Одни исследователи пишут о контрреволюционной сущности политики Временного правительства, о его тесном союзе с буржуазными «братьями» Антанты, с внешней контрреволюцией, а другие хотят убедить читателей, будто речь идет о воспевании масонов как революционеров, о распространении зловредных «легенд» черносотенцев и, скажем (версия академика И. Минца) «легенды» руководителя петербургской полиции С. П. Белецкого. Как говорится, одни — о Фоме, другие — о Ереме. При чем здесь вообще черносотенцы?
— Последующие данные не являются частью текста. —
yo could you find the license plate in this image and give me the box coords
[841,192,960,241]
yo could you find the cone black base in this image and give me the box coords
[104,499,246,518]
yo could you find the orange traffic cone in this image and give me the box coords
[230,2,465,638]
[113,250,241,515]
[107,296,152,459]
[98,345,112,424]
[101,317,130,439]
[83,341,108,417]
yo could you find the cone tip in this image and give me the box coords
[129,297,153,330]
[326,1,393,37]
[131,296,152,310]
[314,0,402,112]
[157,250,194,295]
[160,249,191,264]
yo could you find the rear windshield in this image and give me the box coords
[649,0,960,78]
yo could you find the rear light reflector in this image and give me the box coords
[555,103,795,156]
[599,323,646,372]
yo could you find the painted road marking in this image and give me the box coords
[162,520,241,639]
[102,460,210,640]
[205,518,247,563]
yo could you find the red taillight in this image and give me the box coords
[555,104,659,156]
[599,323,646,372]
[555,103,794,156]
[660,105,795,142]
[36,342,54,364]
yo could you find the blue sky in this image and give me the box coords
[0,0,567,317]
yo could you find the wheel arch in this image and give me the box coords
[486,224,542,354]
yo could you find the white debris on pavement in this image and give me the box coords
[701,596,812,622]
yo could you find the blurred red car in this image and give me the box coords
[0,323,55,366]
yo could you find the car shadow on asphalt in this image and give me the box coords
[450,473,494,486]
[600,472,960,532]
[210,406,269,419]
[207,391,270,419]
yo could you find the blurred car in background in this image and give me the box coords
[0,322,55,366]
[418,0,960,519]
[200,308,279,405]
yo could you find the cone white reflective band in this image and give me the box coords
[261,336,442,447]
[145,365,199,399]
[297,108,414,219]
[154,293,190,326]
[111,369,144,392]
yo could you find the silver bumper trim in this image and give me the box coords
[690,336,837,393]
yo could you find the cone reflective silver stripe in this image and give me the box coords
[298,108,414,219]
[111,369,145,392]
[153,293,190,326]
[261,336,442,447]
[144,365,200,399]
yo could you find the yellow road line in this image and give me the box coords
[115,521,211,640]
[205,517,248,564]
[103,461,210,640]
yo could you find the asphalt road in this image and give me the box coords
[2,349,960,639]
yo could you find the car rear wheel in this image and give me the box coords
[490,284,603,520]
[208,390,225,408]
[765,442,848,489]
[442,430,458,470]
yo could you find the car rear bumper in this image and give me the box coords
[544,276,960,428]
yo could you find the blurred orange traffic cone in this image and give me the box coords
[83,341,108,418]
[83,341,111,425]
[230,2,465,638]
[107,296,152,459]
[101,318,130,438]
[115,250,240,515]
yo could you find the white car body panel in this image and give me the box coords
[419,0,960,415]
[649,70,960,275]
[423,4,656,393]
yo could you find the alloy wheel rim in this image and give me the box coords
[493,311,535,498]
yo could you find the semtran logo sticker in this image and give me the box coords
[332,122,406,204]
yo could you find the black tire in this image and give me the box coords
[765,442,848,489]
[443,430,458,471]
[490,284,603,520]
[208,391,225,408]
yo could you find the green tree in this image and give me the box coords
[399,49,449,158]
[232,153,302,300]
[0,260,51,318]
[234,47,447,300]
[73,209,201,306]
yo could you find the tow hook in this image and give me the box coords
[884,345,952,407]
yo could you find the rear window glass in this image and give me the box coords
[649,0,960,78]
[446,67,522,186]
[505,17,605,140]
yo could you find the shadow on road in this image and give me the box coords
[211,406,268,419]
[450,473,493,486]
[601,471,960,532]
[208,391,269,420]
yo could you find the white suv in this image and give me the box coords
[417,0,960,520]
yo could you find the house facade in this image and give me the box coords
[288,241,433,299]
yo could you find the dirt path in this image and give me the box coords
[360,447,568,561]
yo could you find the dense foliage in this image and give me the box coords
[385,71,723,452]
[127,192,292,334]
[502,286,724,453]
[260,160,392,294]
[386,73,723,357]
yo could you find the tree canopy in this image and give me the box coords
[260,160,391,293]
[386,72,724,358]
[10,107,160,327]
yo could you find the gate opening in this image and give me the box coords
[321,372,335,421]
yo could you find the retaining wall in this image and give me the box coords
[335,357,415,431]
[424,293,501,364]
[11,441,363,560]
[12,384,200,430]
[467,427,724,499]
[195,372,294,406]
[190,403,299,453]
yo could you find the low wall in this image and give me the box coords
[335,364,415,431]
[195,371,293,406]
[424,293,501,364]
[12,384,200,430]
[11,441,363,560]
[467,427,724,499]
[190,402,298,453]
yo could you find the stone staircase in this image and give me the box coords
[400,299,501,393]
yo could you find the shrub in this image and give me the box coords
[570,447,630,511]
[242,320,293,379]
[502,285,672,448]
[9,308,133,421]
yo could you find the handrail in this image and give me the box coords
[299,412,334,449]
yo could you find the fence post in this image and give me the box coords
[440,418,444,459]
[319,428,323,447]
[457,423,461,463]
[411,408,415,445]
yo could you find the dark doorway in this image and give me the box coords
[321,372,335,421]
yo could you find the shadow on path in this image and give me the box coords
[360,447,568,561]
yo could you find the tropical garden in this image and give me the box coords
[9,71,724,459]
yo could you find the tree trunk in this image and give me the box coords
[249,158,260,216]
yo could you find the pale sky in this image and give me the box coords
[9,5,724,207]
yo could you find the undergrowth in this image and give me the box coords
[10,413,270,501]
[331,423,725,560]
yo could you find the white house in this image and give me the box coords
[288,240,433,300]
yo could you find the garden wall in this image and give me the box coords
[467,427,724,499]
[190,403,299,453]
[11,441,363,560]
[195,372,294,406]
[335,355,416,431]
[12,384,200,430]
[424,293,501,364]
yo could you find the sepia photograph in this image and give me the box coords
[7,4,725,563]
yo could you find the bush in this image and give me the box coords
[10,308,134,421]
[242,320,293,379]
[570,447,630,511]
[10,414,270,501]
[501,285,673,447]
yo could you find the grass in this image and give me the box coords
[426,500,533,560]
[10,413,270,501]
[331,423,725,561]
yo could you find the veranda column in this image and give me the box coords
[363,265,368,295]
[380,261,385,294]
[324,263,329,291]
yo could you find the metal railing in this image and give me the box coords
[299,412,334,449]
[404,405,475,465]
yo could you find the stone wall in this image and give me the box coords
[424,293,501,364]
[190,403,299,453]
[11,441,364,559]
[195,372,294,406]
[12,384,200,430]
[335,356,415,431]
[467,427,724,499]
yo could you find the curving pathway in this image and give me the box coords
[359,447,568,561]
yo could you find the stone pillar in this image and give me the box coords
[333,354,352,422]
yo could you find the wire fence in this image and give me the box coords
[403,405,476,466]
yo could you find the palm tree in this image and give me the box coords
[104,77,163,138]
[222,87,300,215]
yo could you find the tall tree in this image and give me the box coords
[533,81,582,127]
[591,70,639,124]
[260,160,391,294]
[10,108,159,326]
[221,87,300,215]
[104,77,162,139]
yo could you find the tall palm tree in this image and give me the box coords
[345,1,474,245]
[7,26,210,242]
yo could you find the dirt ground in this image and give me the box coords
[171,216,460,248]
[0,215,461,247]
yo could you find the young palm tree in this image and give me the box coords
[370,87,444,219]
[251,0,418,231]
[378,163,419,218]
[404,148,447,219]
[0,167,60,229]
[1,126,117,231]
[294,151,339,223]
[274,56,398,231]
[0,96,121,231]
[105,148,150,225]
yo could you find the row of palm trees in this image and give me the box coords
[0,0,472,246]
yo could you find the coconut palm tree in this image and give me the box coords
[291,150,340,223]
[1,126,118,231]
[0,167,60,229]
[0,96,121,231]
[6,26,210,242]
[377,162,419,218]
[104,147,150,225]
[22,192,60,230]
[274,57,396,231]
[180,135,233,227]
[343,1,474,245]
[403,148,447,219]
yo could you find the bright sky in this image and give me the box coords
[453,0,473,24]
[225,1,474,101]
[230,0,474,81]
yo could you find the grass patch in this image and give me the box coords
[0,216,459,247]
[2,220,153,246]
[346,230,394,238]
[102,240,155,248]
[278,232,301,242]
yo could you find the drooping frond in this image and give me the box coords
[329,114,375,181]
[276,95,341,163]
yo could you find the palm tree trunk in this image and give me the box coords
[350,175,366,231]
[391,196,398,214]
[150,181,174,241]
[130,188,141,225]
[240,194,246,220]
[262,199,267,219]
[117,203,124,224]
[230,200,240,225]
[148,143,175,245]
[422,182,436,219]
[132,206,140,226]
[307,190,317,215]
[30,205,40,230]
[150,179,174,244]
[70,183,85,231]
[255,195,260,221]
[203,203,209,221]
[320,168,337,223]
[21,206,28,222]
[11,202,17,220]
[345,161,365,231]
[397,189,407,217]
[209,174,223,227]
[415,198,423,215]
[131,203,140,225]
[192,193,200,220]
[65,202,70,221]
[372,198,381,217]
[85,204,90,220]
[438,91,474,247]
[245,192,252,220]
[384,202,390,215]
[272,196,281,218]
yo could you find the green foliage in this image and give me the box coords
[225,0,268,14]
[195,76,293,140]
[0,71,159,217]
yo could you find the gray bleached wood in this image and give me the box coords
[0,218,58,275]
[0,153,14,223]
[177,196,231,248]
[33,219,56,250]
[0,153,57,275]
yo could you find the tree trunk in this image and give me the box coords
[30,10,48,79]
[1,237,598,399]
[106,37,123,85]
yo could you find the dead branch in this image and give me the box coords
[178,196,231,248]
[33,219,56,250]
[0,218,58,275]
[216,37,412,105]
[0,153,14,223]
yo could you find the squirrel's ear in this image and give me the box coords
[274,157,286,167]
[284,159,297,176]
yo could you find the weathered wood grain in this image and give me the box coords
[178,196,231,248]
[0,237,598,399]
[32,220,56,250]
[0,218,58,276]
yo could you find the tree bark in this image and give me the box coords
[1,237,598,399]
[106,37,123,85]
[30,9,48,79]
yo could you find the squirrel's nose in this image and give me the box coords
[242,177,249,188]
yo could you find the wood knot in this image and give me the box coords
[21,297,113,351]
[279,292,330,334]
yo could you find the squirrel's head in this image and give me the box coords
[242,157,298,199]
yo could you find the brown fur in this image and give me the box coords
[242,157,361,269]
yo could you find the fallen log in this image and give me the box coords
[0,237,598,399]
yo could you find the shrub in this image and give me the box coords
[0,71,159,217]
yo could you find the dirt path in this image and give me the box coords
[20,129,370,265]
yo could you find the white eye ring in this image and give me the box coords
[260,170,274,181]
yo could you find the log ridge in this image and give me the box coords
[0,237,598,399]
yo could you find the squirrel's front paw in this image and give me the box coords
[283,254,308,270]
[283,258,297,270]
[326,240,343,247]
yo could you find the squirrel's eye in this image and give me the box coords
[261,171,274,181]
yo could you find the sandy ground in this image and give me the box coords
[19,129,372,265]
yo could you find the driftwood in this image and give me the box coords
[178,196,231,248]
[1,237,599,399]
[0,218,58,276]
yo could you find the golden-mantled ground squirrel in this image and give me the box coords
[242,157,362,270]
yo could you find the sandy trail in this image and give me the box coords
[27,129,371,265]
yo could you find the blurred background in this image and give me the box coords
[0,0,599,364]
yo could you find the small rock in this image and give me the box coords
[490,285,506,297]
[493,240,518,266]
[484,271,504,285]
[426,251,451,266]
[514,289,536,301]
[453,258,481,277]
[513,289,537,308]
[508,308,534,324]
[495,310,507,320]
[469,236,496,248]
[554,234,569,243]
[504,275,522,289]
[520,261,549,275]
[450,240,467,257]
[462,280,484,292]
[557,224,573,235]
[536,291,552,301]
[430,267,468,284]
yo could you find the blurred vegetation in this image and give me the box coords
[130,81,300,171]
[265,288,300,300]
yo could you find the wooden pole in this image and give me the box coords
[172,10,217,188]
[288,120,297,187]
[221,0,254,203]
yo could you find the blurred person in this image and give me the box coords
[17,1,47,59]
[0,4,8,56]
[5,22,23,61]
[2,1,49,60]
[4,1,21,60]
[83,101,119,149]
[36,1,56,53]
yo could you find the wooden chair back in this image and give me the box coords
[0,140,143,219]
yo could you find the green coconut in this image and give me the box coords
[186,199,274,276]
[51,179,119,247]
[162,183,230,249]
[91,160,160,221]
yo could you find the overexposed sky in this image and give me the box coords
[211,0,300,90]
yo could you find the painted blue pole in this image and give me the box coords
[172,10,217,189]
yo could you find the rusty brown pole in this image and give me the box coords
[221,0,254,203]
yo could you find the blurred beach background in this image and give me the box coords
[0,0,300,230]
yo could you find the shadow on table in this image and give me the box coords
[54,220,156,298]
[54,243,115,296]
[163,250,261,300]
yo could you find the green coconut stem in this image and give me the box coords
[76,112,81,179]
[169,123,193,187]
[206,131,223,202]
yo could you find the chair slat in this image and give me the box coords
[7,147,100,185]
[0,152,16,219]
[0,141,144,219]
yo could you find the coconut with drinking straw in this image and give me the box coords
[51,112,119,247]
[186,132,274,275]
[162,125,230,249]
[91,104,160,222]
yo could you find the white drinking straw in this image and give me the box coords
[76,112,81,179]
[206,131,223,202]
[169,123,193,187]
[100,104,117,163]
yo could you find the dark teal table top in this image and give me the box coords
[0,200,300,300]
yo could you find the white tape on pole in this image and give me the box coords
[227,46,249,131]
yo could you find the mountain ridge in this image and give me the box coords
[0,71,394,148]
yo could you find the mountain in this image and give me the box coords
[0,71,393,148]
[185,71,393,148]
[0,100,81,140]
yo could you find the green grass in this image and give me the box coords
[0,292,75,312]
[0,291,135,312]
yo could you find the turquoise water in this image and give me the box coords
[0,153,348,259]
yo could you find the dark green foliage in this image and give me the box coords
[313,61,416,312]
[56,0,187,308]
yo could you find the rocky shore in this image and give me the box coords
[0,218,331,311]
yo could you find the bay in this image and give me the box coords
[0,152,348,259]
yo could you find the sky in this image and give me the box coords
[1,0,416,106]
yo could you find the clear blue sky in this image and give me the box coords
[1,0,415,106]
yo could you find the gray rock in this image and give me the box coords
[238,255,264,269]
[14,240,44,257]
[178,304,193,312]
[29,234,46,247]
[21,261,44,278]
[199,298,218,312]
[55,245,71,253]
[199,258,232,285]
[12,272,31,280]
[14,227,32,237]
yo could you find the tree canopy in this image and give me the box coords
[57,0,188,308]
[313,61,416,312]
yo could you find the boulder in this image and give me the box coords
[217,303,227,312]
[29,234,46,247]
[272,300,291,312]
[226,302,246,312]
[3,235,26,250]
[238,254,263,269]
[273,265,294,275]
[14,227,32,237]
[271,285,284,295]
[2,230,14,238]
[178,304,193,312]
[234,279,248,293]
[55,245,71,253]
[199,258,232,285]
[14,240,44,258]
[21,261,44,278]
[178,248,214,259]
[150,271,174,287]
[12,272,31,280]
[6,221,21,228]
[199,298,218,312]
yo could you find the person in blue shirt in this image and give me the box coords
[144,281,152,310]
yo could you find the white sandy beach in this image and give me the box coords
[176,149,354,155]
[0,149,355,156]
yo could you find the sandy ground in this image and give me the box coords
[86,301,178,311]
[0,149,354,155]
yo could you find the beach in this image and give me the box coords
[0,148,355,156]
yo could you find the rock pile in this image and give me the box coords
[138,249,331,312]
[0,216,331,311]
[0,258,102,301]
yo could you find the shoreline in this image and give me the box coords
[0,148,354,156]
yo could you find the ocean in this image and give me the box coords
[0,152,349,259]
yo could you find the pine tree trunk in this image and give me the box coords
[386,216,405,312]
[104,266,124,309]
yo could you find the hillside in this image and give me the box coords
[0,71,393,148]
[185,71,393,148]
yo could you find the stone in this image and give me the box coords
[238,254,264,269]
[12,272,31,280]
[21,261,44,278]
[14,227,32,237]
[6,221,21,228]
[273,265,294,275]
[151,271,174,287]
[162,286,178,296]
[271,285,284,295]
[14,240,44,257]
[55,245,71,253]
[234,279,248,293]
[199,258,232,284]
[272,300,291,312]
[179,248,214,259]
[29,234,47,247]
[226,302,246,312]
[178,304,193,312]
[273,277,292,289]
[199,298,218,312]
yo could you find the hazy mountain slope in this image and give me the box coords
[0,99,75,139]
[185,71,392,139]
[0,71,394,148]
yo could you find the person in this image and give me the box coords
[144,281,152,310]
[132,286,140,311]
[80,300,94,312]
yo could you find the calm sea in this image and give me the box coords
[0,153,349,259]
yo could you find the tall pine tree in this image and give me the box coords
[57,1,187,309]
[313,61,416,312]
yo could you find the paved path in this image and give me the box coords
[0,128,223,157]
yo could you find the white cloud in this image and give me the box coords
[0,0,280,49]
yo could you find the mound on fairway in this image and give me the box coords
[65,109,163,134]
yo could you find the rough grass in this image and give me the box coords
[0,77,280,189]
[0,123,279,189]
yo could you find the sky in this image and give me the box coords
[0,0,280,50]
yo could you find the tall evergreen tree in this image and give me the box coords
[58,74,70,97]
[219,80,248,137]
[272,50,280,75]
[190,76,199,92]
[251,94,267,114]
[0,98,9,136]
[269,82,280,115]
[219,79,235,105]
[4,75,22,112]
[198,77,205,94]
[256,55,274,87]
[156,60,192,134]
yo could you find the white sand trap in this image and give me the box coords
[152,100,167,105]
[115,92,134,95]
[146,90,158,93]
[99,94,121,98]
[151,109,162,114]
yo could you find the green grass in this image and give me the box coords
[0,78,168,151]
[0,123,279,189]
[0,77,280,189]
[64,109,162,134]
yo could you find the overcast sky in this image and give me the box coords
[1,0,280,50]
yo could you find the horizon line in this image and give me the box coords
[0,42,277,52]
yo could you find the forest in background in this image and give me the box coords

Полицейские документы, разумеется, нельзя игнорировать. Но если ссылаешься на них, то следует убедиться, что это утверждение действительно опирается на полицейские архивы. Как обстояло дело с тем же Белецким, по словам академика Минца, являвшимся «истинным автором всей легенды»? Из допроса Белецкого Чрезвычайной комиссией Временного правительства явствует, что он не только не сочинял «масонские легенды» (этим более интересовался бывший директор департамента полиции Курлов), но обнаружил, что материалы полиции по данному вопросу крайне разрозненны (три записки и выдержки из прессы, отрывочные сведения).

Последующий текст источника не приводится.